I think this is certainly true at the present moment, but I don’t think even clumsy requests to a model to perform some complex software task is altogether a dead end, it is just more similar to the role of a product manager, or someone commissioning a work of art: who knows what they want, and just needs to evaluate with high specificity until they get it.

I think vibe coding, or working in a somewhat non-deterministic dialogue with a language model, will become an increasingly essential paradigm that will break free from its present “triviality” in the coming months/years. This is because AI models, and the agents they operate, will become an unavoidable force in the world, operating a larger and larger share of the GDP on their autonomous machinations alone (rather than a mere enhancer of existing human knowledge work). 

This is due to put humans in a strange position, as it has been so far with certain specific capabilities of language models, where a great, unknown utility exists “within” the model, but can only be summoned with the right combination of prompt, context, and scaffolding/tool calling that sets it on a fortuitous path.

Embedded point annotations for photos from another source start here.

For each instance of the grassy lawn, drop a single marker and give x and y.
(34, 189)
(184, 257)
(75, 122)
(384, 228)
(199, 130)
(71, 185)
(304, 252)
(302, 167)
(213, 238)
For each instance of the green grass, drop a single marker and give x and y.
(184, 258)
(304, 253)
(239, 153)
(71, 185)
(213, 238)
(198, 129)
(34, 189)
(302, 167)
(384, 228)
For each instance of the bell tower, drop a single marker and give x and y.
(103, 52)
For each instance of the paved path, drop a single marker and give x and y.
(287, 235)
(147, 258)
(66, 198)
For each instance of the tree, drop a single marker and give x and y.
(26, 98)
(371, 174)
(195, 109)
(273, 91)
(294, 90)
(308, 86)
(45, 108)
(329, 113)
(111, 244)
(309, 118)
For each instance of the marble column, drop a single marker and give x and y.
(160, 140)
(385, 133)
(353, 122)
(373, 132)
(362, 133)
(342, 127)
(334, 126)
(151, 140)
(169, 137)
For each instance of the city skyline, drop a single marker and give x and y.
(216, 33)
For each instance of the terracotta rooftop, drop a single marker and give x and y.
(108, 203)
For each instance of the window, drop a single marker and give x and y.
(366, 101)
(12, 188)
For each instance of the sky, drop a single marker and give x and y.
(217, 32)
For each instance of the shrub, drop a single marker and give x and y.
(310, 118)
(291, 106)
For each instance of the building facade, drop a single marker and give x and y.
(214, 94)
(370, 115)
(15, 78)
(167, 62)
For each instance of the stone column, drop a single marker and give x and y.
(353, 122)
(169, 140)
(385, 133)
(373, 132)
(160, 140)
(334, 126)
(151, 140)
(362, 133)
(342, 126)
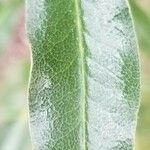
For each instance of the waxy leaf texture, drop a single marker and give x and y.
(84, 86)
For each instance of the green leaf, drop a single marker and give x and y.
(142, 24)
(84, 88)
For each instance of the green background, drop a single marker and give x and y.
(15, 66)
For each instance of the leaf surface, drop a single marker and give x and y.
(84, 88)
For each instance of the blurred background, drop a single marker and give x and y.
(14, 73)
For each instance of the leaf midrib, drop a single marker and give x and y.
(82, 58)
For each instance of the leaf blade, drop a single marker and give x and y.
(85, 75)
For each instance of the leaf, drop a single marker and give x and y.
(142, 24)
(84, 88)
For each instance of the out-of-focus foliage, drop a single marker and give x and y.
(8, 18)
(142, 26)
(141, 15)
(14, 72)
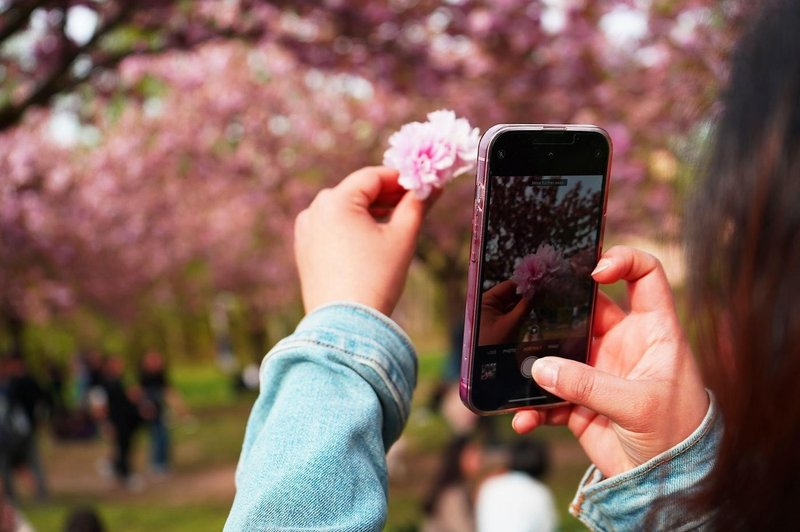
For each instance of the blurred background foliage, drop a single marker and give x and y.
(154, 154)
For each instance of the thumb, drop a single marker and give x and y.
(408, 215)
(618, 399)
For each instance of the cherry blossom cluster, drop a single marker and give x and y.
(429, 154)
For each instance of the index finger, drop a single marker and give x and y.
(648, 287)
(365, 186)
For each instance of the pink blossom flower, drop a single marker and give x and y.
(534, 271)
(429, 154)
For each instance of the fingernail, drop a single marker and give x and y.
(545, 373)
(602, 266)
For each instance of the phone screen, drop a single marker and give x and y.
(541, 238)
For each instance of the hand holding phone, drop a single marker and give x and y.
(644, 394)
(537, 232)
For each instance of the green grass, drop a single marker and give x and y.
(134, 517)
(210, 441)
(203, 385)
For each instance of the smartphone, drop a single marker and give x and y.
(537, 233)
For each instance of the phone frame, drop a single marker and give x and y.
(476, 251)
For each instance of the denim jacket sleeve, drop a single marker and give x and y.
(624, 502)
(334, 396)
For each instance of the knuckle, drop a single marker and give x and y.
(583, 388)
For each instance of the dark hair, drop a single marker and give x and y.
(83, 519)
(743, 250)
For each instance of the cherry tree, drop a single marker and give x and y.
(200, 129)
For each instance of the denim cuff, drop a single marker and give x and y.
(624, 502)
(373, 346)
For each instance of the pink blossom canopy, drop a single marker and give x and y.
(429, 154)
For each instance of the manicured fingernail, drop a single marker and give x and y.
(545, 373)
(602, 266)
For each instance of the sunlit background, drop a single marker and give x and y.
(153, 156)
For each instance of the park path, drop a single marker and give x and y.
(74, 471)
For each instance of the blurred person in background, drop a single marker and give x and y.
(155, 388)
(447, 506)
(666, 453)
(83, 519)
(24, 402)
(119, 406)
(510, 497)
(491, 486)
(728, 461)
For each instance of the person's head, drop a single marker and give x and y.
(114, 367)
(83, 519)
(743, 243)
(152, 361)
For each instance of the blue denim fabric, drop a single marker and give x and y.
(334, 396)
(623, 502)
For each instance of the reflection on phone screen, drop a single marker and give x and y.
(540, 246)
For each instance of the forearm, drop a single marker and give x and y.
(334, 396)
(625, 502)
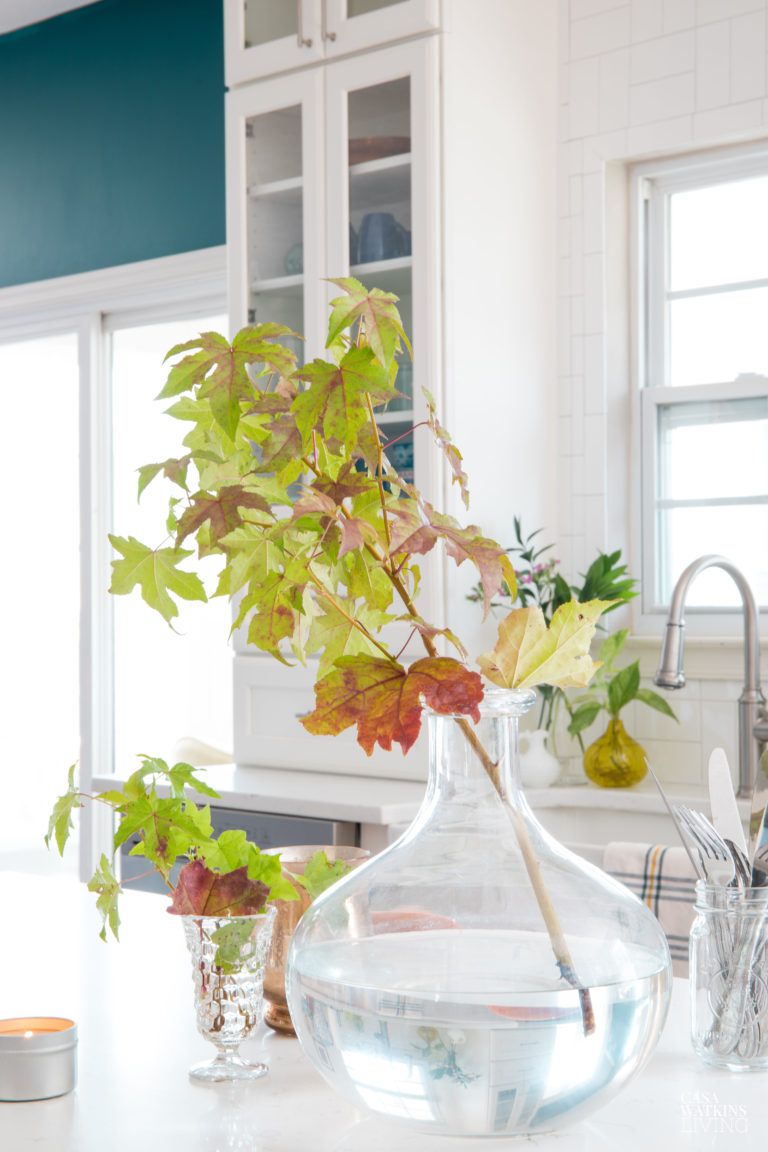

I believe the true nature of this paradigm is lost on many people, whose instincts with respect to interacting with software is affixed to the fundamental nature of how software has been for the last 50 years: deterministic and close-ended.

The strange discontinuity of this emerging reality will only become more acute as the utility of LLM’s exceeds that of human experts in broader and broader domains. From that point on, the most useful skill in the universe is a sort of cognitive empathetic practice: an understanding of how models think, react, and what their true capabilities are in the short breaths of seeming consciousness they are provided in the tokenized range of their context window.